When/How did you study for the MCAT: Took TPR course, studied June through August
When did you take the MCAT: August of the summer before senior year (2019)
What was your pre-med experience: I had a good experience at Michigan. The beginning was rough for me, as I did not have a sense of purpose for why I was pursuing medicine in my first two years at college. However, trying out research and volunteering and by meeting other pre-med students, I began to develop a sense of why I was subjecting myself to hard classes and a rigorous schedule outside of school. Also, I think I felt very competitive and experienced a fair amount of imposter syndrome as a lower classman. Luckily, this sense of inferiority dissipated when I began spending more time with non-premeds. Because my roommates were all diverse in their endeavors, architecture and engineering majors, I think we were uniquely suited to support each other 100%, and I did not need to worry about feeling competitive around them. Basically, I had a safe space at home where I could pursue what *I* wanted as a pre-med, and began comparing myself less to other pre-meds.

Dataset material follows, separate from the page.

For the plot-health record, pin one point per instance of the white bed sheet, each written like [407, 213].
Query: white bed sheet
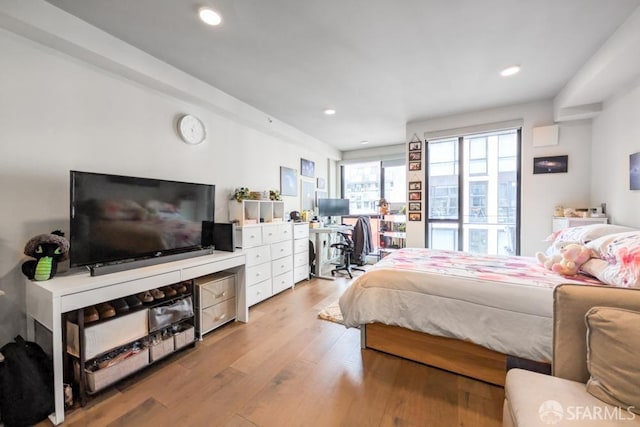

Recommendations/advice for current students: The four years go by quickly, so try out a variety of things early on to see what works for you. I am a strong believer in sticking with something once you’ve started for sake of building relationships, autonomy, and a steady foundation. Of course, if you absolutely hate something you started, politely leave; however, I think small hiccups are otherwise important to work through and can make you a more resilient person down the line.
When it comes to school, please do not overload your freshman year. Many people are coming from their highschools at the top of their class, but UMICH intro classes are not easy to transition to for many people. You will have plenty of time to take 3+ science classes simultaneously as a sophomore, junior, and senior. Use freshman year to develop the skills needed to manage science classes well, and you will be better equipped to succeed in later semesters.
Personally, I did not find SLC study groups helpful, but I HIGHLY recommend going directly to professors for help. It can be hard to find time to meet with professors in large intro classes, but especially take advantage of office hours when you get to 300 and 400 level classes. Professors are almost always willing to meet with you outside of their scheduled office hours if you cannot make the normal ones, so just ask! What you don’t ask, you won’t get.
Lastly, try to do things that are not related to pre-med as well. Not all the clubs you join have to earn you shadowing opportunities, research opportunities, etc. Try volunteering for a cause you just care about, regardless of if it is “clinical.” Try to make friends who are pursuing different careers so that you can learn new perspectives from them and potentially reduce a feeling of competitiveness.